Of course it is not a service for the vast majority of installations, because we will also have to adjust it conveniently for each client with intensive use of the console and configuration files and not in a graphical way, so if the console is not your thing ….
The case is that a client for whom I administer the server, a Vultr High Frequency 4 GB RAM, with a WooCommerce with about 14,500 products; it was giving excellent performance in terms of load times (page and object caching with Redis), but most of the time I had the CPU at 150%, this already for more than a month.
This data gives me an idea of the good performance of Vultr, at least on High Frequency Compute servers, since with other VPS would have already given errors, stopped working, 502 status, etc … and this server was still running without flinching.
After a little digging through the logs and seeing everything more or less correct, well, many plugins to improve, but that was the subject of a second phase; as I say, after a search, I found a very high traffic with the following user agent identifier “Mozilla/5.0 (compatible; Pinterestbot/1.0; +http://www.pinterest.com/bot.html)“.
Checked the IP of the requests and the ASN(AS14618 AMAZON-AES), I verify that it is the authentic Pinterest bot.
The DNS are managed from Cloudflare, from where I also run a series of custom rules in the firewall to block certain requests (I will write an article on this topic shortly). So the first step is to block requests from Cloudflare, something very simple:
Go to Firewall -> Tools -> User agent blocking and create a blocking rule. As name I put “Pinterest Bot”, as action I select challenge (instead of blocking it) and as user agent we put“Mozilla/5.0 (compatible; Pinterestbot/1.0; +http://www.pinterest.com/bot.html)“.
I activate the rule, monitor live server logs with:
# tail -f -n30 /var/log/nginx/domain.com.access.log
And right away I see that the Pinterest bot requests start to disappear, they are being blocked by Cloudflare’s firewall, well, actually it is sending you the challenge and if you don’t pass it, the request is blocked.
And I see that the CPU returns to values around 30%, but there is a problem. Pinterest is being used for commerce and you should enable your bot to stop by from time to time to scan products and their photos.
Pinterest does not allow us to select when your bot will come and how often to crawl. But it does respect the Craw-delay directive respecting values up to a maximum of 1 https://help.pinterest.com/en/business/article/pinterest-crawler, so the first action is to modify the robots.txt file and add the following:
User-agent: Pinterestbot
Crawl-delay: 1
Now ideally I’d like to say, “Pinterest, you can scan my website between 10pm and 8am, then don’t come…” so, after giving it a whirl I came up with the idea:
I have a rule created in Cloudflare that blocks Pinterest requests, and that I can turn on and off, right, and Cloudflare has an API, right?
Here we go. After looking at the documentation a bit and creating an API key for the client domain in question, I did a few tests with Postman and quickly got the rule turned on and off using the API and the newly created key.

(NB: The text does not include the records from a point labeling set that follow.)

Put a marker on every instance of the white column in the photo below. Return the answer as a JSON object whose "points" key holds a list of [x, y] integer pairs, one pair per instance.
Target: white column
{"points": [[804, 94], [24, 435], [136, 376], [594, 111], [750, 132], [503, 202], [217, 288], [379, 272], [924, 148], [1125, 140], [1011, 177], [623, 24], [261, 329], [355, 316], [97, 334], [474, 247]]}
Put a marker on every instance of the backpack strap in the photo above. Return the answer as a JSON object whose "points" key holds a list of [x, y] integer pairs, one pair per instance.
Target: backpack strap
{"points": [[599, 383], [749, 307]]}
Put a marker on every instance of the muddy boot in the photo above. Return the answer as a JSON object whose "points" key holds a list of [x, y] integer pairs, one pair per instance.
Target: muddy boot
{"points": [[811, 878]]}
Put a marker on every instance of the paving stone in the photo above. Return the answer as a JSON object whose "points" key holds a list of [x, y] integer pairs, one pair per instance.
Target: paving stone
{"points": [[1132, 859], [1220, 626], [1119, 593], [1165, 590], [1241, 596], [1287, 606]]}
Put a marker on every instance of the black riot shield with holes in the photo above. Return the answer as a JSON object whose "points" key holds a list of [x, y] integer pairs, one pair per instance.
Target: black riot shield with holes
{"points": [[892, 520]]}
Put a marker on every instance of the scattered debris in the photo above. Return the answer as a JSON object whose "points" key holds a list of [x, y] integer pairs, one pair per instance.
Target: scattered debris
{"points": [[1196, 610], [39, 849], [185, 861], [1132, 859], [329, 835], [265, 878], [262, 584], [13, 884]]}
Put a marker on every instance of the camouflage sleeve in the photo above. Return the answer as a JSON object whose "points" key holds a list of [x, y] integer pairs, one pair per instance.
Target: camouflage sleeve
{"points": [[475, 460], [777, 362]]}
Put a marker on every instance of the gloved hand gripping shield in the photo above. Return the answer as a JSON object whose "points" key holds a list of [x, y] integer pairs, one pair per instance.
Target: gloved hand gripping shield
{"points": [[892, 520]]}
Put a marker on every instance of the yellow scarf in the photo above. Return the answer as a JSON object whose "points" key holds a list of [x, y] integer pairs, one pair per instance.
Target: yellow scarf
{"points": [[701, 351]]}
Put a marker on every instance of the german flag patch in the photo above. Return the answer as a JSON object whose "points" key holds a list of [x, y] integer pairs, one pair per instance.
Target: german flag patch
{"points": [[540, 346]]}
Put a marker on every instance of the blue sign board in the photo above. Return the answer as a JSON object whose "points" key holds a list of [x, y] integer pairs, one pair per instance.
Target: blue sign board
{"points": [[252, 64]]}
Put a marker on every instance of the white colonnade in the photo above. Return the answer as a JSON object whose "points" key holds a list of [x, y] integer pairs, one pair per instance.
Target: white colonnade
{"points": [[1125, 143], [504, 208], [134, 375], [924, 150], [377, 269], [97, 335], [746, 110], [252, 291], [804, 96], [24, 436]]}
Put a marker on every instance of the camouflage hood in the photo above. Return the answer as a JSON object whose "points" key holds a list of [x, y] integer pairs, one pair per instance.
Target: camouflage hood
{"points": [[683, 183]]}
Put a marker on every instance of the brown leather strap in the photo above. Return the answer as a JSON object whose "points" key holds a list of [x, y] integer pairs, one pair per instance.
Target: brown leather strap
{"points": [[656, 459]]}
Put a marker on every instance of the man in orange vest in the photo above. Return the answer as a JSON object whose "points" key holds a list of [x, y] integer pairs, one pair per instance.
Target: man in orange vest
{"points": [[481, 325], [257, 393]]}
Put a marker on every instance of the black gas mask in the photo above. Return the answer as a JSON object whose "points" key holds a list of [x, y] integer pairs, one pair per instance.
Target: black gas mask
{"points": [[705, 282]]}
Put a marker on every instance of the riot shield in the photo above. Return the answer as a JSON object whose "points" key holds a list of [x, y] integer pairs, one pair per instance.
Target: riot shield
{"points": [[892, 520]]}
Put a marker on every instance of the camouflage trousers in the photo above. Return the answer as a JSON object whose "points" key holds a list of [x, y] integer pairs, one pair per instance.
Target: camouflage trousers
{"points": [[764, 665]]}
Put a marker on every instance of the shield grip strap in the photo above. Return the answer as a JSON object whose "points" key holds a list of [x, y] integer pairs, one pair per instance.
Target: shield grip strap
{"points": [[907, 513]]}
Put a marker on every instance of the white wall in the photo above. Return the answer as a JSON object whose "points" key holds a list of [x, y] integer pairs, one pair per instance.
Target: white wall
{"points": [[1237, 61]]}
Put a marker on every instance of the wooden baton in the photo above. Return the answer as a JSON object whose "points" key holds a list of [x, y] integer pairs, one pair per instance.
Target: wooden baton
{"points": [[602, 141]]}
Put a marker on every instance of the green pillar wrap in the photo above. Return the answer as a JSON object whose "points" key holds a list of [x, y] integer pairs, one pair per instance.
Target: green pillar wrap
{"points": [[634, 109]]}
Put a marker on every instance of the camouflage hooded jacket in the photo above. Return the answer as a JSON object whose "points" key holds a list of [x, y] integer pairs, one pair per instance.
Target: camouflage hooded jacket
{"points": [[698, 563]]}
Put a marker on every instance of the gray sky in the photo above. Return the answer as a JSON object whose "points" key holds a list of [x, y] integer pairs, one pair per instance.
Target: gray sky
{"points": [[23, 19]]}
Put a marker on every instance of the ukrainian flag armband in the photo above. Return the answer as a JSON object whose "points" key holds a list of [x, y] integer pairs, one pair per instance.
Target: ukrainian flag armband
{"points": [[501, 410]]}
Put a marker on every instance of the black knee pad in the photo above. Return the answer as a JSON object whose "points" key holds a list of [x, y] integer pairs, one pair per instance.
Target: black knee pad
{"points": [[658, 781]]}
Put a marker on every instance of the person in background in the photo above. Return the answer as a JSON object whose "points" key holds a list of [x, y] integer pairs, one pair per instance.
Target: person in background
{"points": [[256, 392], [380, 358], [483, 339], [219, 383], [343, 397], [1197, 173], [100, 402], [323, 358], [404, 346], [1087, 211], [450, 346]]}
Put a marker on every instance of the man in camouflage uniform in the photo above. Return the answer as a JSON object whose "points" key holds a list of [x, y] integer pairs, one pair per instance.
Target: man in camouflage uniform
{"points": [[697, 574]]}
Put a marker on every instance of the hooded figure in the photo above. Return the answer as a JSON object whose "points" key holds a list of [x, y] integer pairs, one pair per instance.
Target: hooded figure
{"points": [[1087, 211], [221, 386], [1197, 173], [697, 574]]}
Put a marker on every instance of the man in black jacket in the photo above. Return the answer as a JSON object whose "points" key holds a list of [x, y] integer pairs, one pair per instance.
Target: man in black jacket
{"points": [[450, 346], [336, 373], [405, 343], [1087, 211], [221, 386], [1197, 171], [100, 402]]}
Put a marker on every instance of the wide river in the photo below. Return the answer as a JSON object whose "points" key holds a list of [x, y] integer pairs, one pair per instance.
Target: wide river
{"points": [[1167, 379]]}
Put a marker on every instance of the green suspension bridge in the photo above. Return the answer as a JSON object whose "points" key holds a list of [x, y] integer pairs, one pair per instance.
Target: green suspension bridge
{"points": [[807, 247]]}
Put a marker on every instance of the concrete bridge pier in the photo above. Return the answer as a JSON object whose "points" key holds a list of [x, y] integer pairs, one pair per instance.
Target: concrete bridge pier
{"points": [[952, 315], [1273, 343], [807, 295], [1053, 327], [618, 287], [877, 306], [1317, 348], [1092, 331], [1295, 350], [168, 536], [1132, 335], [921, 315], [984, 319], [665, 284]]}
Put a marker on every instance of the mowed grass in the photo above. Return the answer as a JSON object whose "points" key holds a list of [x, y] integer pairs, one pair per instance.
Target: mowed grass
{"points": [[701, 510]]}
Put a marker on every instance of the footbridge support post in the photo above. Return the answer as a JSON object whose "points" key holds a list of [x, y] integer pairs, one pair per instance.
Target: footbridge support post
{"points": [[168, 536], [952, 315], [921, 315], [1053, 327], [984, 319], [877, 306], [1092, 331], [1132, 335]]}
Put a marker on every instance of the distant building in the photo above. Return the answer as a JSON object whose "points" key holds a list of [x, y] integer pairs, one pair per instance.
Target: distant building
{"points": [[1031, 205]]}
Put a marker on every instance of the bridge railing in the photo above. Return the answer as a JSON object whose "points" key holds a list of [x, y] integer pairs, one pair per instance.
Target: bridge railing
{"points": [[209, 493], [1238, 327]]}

Well, almost there, now we can make the call from the server with a cron, but there is a service that I already told you about in another article and that I think is wonderful, besides being free cron-job.org
I go into cron-job and check that I can make PUT requests, that I can send custom headers and a JSON in the body of the request… well, that’s it. I schedule two cron from the service. One to activate the rule every day at 8am, which will launch the challenge to Pinterest requests and another cron at 10pm which will deactivate the rule so all requests from Pinterest will be allowed.
Both cron jobs are the same, the only difference is the paused parameter which will be true to stop the job and false to keep it active.
The part of the API that we are interested in this case is the Update UserAgent Rule, so in the new cron job, first we put the url https://api.cloudflare.com/client/v4/zones/IDENTIFICADOR-DE-ZONA/firewall/ua_rules/ID-DE-LA-REGLA
For the zone identifier, if we deploy API under our rule in Cloudflare, it shows us the url with that identifier and if we make a GET request to https://api.cloudflare.com/client/v4/zones/IDENTIFICADOR-DE-ZONA/firewall/ua_rules with the necessary identification parameters we will get the ID of the rule.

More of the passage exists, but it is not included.